George Osborne should “come clean” about his plans for Scotland’s finances when he makes his Autumn Statement, Finance Secretary John Swinney has demanded.
Mr Swinney issued the challenge to the UK Chancellor before today’s statement which the Prime Minister has said will set out “the next steps in a long-term plan to turn our country round”.
But the Scottish Government has raised fears that if voters opt to stay part of the UK, Scotland could be in line for Budget cuts totalling as much as £4 billion.
Mr Swinney said: “The Autumn Statement is a chance for the Chancellor to chart a proper course for a sustained economic recovery, but he also needs to come clean about his future plans for Scotland’s finances.”
The Tories, Liberal Democrats and Labour are “lining up to slash Scotland’s cash if there was to be a No vote in the referendum” next September, he claimed, adding that a House of Commons report last week suggested “the scale of the cuts coming Scotland’s way in those circumstances would be as high as £4 billion a year”.

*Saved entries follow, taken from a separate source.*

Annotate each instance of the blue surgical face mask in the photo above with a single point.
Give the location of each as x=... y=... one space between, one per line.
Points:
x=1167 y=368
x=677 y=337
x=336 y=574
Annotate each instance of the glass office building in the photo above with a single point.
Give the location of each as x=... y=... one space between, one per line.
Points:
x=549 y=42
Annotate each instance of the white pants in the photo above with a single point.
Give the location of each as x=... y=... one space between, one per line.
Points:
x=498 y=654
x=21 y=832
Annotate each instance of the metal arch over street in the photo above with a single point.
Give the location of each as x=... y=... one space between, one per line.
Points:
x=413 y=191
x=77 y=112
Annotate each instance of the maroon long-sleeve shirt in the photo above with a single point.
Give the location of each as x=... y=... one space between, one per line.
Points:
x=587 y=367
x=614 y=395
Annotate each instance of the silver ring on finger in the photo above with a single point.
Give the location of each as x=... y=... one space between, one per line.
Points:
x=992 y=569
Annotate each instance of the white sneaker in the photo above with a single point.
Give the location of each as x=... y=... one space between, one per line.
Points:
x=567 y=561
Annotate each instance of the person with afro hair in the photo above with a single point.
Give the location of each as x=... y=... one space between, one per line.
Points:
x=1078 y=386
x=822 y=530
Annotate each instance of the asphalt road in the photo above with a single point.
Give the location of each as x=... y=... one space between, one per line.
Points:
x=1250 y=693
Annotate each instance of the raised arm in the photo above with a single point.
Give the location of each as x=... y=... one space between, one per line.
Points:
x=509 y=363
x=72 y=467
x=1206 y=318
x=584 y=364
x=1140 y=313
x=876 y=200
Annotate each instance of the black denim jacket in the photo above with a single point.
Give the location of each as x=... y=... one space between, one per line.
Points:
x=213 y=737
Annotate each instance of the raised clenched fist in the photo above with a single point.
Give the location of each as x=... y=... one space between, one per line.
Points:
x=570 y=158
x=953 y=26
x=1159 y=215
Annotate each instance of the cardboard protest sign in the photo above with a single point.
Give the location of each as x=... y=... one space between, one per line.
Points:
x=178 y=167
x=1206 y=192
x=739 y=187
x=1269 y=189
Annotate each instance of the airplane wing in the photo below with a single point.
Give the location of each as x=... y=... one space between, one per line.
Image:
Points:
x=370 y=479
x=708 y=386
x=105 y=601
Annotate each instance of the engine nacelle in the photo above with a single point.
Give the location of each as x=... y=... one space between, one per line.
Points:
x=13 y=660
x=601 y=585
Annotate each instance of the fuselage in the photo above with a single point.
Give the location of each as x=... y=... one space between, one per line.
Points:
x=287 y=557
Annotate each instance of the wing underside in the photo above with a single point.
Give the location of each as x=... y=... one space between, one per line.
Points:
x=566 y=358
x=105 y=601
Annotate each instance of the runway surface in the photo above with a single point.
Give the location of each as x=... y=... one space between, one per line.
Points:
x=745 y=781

The Finance Secretary warned: “That would be a devastating blow to Scotland’s economy and to the ability of any Scottish Government to properly fund the range of popular policies this administration has taken forward in recent years.”
He has demanded assurances from the Chancellor that his statement today will make no more cuts to Scotland’s Budget, arguing that the previous reductions have been “deeply damaging” and represent a failure to respect the system of devolution, under which the Budget is approved by Holyrood.
“Scotland has raised more tax per head than the UK for every one of the last 30 years,” he said.
“The benefits of taking Scotland’s future into Scotland’s hands have been set out in our comprehensive 670-page blueprint for independence, but the costs of putting our future in Westminster’s hands are becoming increasingly clear.
“Only a Yes vote next year, and the full economic powers of independence, will protect Scotland’s Budget and allow us to grow the economy and create more jobs.”